La télévision devient rapidement le moyen le plus prisé pour la satire politique. Dès 1955, en effet, apparaît à la télévision l'émission satirique « La boite à sel » où l'actualité est racontée de façon très personnelle (choix des producteurs). L'émission prend son origine dans le café-théâtre et prend ,dès le début, la forme d'un journal télévisé satirique. Malheureusement elle succombera à un sévère contrôle de l'antenne en 1960. Bien que le traitement des sujets satiriques à la télévision française reste timide et relativement rare, le nombre d'imitations de personnages politique ne cesse d'augmenter (Thierry Le Luron au cours des années 70 ainsi que Jacques Martin en 1975 et Nicolas Canteloup de nos jours).

 

Les rendez-vous de satire politique se régularisent donc et s'inscrivent petit à petit dans les mémoires françaises comme une habitude. Le sociologue Patrick Champagne montre d'ailleurs que plus les français regardent les hommes politiques à la télévision, plus ils s'habituent à en voir un traitement satirique par la télévision. La dérision politique télévisuelle entre donc dans les mœurs.

 

Les Guignols de l’info ont, quant à eux, réussi à marier le verbe et l’image dans une configuration inédite à la télévision.

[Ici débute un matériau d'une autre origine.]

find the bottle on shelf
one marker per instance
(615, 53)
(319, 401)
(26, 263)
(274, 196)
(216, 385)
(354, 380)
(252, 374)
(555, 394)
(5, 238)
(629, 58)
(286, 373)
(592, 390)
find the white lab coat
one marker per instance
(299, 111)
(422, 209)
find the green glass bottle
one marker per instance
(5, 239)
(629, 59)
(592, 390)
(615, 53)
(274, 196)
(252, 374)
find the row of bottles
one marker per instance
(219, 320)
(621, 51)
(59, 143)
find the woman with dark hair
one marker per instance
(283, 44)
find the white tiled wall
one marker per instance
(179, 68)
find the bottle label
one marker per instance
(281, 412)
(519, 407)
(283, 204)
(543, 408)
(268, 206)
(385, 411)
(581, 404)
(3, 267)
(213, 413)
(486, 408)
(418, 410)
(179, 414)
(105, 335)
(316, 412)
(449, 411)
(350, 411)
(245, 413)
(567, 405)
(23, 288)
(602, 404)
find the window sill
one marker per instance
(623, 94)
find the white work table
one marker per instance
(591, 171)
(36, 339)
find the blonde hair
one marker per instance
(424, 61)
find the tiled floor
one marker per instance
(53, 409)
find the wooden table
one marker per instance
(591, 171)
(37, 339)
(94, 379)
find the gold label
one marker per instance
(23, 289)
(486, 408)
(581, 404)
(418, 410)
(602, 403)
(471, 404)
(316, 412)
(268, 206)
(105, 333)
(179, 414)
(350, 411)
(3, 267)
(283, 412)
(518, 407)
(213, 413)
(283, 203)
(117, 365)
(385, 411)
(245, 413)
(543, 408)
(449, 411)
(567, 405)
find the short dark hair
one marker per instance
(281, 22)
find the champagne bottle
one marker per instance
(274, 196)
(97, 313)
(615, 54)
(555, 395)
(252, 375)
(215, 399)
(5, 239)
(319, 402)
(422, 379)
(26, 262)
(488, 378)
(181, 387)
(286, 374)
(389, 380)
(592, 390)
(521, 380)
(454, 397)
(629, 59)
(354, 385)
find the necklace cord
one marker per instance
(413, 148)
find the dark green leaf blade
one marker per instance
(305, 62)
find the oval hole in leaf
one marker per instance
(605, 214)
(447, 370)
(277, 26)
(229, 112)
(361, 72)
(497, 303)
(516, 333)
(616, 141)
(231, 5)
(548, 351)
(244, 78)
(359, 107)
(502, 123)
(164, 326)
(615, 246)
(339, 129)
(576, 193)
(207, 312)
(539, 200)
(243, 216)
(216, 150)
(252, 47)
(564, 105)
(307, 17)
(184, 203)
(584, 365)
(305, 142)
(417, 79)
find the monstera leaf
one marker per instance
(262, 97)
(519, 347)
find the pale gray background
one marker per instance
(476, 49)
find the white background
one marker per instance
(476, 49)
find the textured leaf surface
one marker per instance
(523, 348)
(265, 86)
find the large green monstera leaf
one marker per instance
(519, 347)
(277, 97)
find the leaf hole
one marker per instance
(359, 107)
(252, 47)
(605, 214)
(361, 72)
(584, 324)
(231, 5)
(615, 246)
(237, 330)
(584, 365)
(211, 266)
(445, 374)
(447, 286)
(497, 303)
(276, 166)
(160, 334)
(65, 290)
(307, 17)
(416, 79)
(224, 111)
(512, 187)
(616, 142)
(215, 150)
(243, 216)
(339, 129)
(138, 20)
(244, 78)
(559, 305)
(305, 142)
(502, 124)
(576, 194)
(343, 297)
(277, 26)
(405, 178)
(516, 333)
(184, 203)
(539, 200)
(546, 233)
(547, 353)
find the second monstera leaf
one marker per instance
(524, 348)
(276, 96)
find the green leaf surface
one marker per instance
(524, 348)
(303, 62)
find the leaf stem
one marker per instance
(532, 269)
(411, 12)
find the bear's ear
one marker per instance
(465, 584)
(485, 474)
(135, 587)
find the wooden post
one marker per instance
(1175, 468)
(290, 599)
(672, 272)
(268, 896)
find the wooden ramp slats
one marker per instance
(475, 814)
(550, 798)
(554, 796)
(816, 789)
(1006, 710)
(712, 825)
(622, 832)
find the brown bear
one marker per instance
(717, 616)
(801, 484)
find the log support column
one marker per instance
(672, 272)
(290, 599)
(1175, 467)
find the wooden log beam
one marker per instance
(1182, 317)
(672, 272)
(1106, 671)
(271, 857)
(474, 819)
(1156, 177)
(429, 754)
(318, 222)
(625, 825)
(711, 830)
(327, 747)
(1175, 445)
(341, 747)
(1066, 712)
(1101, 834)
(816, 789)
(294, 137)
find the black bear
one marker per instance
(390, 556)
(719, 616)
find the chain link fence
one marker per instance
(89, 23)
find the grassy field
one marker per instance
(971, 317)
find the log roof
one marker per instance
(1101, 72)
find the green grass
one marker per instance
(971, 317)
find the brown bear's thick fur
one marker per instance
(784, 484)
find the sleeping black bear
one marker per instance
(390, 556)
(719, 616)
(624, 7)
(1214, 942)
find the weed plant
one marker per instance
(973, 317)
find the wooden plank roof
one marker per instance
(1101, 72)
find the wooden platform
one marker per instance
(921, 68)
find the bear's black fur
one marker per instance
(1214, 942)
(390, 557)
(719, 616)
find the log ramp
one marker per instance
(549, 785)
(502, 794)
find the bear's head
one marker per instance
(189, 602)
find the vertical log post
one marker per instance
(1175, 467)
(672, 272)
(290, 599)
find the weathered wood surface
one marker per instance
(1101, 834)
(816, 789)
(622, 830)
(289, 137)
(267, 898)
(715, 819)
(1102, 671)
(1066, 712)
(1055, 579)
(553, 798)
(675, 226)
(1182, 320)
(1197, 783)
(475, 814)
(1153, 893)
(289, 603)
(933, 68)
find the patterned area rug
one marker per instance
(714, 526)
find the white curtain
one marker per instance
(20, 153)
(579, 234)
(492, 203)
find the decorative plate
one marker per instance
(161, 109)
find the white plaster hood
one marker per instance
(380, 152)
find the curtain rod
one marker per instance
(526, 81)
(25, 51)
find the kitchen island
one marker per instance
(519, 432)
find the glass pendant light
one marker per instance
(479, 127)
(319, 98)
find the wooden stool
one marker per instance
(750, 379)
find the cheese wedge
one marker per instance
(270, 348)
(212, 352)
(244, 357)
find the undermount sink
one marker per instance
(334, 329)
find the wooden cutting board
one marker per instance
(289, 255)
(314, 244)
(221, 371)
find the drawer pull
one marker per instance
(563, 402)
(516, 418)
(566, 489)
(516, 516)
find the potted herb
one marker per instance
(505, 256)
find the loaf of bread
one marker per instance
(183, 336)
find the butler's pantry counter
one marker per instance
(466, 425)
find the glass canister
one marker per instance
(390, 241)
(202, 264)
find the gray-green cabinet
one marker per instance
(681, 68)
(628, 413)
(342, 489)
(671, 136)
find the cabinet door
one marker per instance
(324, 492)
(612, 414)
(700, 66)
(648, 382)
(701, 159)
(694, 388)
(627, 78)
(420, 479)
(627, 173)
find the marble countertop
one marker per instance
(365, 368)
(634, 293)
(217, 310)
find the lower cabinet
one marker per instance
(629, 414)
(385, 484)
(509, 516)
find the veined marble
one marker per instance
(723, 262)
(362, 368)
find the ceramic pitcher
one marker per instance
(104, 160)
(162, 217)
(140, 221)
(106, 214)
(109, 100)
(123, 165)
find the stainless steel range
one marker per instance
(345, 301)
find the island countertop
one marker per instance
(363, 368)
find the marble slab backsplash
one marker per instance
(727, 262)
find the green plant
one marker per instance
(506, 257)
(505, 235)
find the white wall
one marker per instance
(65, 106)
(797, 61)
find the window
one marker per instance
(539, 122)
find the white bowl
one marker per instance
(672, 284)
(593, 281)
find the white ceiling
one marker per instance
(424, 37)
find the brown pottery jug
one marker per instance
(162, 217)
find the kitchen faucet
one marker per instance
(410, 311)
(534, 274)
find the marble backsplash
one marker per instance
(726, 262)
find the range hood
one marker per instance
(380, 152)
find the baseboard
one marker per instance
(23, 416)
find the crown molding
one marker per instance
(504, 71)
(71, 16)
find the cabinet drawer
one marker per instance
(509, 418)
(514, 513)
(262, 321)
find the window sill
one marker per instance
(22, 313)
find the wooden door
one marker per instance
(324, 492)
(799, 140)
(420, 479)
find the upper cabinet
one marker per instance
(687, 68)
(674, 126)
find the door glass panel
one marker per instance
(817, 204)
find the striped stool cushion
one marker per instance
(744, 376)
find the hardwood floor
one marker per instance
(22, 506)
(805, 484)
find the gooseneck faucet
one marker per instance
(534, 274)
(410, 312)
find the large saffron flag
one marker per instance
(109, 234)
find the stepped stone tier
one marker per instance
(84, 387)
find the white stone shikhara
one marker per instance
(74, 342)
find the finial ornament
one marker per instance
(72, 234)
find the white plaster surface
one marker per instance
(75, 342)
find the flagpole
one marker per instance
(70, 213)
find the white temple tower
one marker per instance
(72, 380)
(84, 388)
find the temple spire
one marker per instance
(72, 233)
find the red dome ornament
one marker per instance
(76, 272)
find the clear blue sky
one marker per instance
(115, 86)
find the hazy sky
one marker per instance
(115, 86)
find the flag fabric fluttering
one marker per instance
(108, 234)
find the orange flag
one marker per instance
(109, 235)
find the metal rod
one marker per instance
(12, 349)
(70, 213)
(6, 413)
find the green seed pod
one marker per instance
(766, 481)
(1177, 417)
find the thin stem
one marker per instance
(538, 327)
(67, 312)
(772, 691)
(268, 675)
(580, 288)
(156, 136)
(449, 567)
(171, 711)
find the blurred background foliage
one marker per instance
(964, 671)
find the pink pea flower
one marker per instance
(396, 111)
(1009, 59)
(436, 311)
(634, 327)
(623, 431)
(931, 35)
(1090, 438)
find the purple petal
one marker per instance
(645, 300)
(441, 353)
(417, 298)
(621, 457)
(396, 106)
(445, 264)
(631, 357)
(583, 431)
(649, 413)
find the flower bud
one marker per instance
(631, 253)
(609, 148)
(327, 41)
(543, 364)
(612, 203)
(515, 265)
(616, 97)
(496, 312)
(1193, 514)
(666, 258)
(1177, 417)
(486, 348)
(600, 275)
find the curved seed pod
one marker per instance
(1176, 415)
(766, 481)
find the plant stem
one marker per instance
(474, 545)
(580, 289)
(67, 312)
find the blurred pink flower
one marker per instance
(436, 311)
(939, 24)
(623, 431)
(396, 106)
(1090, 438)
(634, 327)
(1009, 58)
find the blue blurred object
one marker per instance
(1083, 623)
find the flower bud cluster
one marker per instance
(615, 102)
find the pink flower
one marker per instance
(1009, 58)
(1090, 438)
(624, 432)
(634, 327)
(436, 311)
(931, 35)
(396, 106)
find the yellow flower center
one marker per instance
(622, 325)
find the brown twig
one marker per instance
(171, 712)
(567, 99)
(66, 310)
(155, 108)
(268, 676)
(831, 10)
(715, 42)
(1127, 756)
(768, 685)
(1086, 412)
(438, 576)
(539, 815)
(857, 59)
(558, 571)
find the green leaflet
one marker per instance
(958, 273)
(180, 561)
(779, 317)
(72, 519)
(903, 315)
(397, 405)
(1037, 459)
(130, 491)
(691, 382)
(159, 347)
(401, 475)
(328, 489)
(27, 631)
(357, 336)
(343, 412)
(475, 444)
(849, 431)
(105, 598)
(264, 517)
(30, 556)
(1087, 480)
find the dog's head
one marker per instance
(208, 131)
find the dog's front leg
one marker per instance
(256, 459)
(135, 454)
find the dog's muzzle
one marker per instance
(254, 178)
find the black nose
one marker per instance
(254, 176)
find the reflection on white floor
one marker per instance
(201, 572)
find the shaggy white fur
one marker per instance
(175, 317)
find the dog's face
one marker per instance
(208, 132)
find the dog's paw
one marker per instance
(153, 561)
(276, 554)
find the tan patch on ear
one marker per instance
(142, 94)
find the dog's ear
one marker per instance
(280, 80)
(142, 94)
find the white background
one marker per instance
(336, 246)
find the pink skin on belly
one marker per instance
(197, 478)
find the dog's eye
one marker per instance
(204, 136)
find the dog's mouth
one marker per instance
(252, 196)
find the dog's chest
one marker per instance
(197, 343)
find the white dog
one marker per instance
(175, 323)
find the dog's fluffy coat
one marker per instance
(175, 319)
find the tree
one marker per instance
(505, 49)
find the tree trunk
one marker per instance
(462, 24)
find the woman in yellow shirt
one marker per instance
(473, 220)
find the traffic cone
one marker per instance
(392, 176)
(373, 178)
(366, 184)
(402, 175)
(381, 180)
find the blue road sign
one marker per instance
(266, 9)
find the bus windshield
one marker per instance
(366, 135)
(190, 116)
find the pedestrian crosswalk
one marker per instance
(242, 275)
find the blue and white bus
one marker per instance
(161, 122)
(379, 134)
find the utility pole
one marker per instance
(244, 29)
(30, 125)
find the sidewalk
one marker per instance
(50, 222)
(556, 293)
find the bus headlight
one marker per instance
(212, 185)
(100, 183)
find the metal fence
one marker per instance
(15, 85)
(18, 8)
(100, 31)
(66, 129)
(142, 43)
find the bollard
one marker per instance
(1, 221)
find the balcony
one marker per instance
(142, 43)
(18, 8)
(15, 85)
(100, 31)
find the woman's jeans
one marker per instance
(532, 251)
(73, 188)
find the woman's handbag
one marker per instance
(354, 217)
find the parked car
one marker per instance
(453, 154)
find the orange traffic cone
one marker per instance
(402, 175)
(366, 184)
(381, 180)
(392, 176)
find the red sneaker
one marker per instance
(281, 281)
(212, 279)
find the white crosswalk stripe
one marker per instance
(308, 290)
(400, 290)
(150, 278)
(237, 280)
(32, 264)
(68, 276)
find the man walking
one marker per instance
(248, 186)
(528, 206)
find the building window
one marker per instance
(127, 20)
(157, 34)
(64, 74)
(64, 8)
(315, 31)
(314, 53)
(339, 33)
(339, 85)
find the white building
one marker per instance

Les Guignols sont en passe de ringardiser la caricature avec leurs marionnettes plus vraies que nature et leurs phrases à l’emporte-pièce qui valent de nombreux éditoriaux.

 

Caricature de Napoléon III 

 

 

 

 

 

 

 

 

Caricature de Napoléon III publié le 1er

mars 1871 lors de la déchéance de Napoléon.

 

 

 

 

 

 

 

 

 

 

 

 

 

Une du canard enchainé

 

 

 

 

 

 

 

 

Une une du Canard enchaîné journal satirique

français avec des dessins de caricature.

 

 

 

 

 

 

 

 

 

 

Marionnettes politiques 

 

 

 

 

 

 

 

 

Marionnettes de Nicolas Sarkozy, François Bayrou, Ségolène Royal et Olivier Besancenot caricatures pour les Guignols de l'info.